In 2010, the most recent data available, U.S. consumers had a total of more than two billion loyalty memberships—about 18 memberships per household—up 16% from five years ago, according to Cincinnati-based loyalty-marketing company Colloquy. Some 46% of consumers actively use rewards programs, up from 39% in 2006, and about one-third of those are travel and hospitality programs.

Yet while Americans accumulate $48 billion in rewards points and miles annually, according to Colloquy, they leave one-third of these unredeemed and at risk of expiring.
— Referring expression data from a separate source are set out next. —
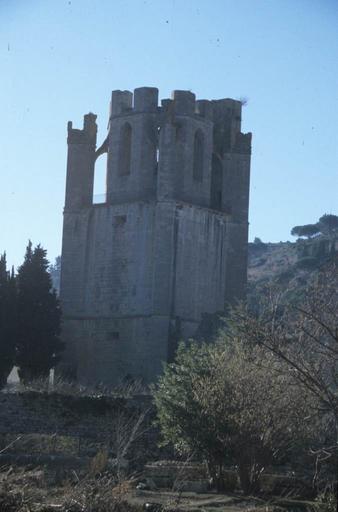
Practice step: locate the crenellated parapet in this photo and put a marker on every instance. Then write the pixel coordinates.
(181, 149)
(85, 136)
(168, 241)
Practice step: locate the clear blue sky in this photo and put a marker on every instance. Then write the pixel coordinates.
(62, 58)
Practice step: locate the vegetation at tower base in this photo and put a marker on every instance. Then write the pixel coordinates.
(234, 406)
(8, 320)
(39, 314)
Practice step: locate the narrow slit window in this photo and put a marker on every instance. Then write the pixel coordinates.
(100, 180)
(125, 150)
(198, 156)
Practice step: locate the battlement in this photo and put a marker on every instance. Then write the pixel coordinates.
(168, 241)
(85, 136)
(181, 103)
(183, 149)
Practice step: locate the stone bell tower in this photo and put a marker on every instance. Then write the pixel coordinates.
(169, 241)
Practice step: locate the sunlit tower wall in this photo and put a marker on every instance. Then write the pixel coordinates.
(167, 243)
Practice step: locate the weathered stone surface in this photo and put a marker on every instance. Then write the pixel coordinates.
(169, 243)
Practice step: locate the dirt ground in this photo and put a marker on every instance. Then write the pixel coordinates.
(34, 490)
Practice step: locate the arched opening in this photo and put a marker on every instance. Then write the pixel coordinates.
(198, 161)
(216, 183)
(125, 150)
(100, 180)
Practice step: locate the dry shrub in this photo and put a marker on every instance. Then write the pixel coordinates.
(99, 463)
(99, 495)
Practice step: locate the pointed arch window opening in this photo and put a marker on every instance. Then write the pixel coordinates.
(100, 180)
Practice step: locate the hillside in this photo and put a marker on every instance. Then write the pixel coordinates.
(288, 265)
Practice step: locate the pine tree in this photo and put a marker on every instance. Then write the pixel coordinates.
(39, 314)
(8, 320)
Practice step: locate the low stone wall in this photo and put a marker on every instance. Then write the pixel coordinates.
(67, 415)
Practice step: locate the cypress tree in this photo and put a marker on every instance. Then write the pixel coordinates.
(8, 320)
(39, 316)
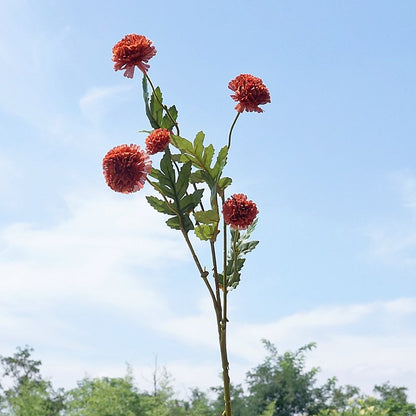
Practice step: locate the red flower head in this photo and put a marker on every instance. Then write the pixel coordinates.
(157, 141)
(238, 212)
(126, 167)
(133, 50)
(250, 92)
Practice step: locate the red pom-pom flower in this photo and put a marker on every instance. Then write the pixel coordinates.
(239, 212)
(126, 167)
(131, 51)
(157, 141)
(250, 92)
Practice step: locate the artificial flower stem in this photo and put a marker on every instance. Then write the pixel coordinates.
(163, 105)
(202, 272)
(222, 324)
(231, 129)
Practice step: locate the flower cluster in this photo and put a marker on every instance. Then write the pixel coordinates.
(250, 92)
(157, 141)
(239, 212)
(133, 50)
(126, 167)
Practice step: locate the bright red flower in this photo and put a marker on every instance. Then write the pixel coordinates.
(157, 141)
(250, 92)
(126, 167)
(239, 212)
(133, 50)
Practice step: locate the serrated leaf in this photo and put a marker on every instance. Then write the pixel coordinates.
(189, 202)
(183, 179)
(205, 232)
(206, 217)
(174, 223)
(159, 205)
(152, 121)
(240, 246)
(168, 120)
(181, 143)
(220, 163)
(196, 177)
(174, 186)
(224, 182)
(156, 106)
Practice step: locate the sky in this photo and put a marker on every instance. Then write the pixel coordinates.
(92, 279)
via How to Protect Your Rewards – WSJ.com.

Jane Fonda, random:  Years ago I was trying to remember the name of a movie that had Jane Fonda in it, and I went to my favorite movie buff … I concluded the description with, “and Jane Fonda was in it.”  My friend looked at me strangely and said, ” I do not go to movies with Jane Fonda.”  My friend was a West Point grad and had served in Vietnam.  I was too young to remember Jane and her famous picture … but his statement said it all.  I am glad she regrets the picture.  Keep apologizing, Jane … for some it may never be enough.

Jane on that North Vietnam photo: “That picture was a terrible mistake, and I’m prepared to apologize for it until I go to my grave.”

via ‘That Picture Was a Terrible Mistake’: Jane Fonda Sits Down for 10 Questions – TIME NewsFeed.

worldcrunch, technology:  Noticed this note on the Bordeaux wine article above … pretty cool.

This post is in partnership with Worldcrunch, a new global-news site that translates stories of note in foreign languages into English. The article below was originally published in Le Monde.

via In Bordeaux, Harvest Time Means Infrared Spy Satellites – TIME.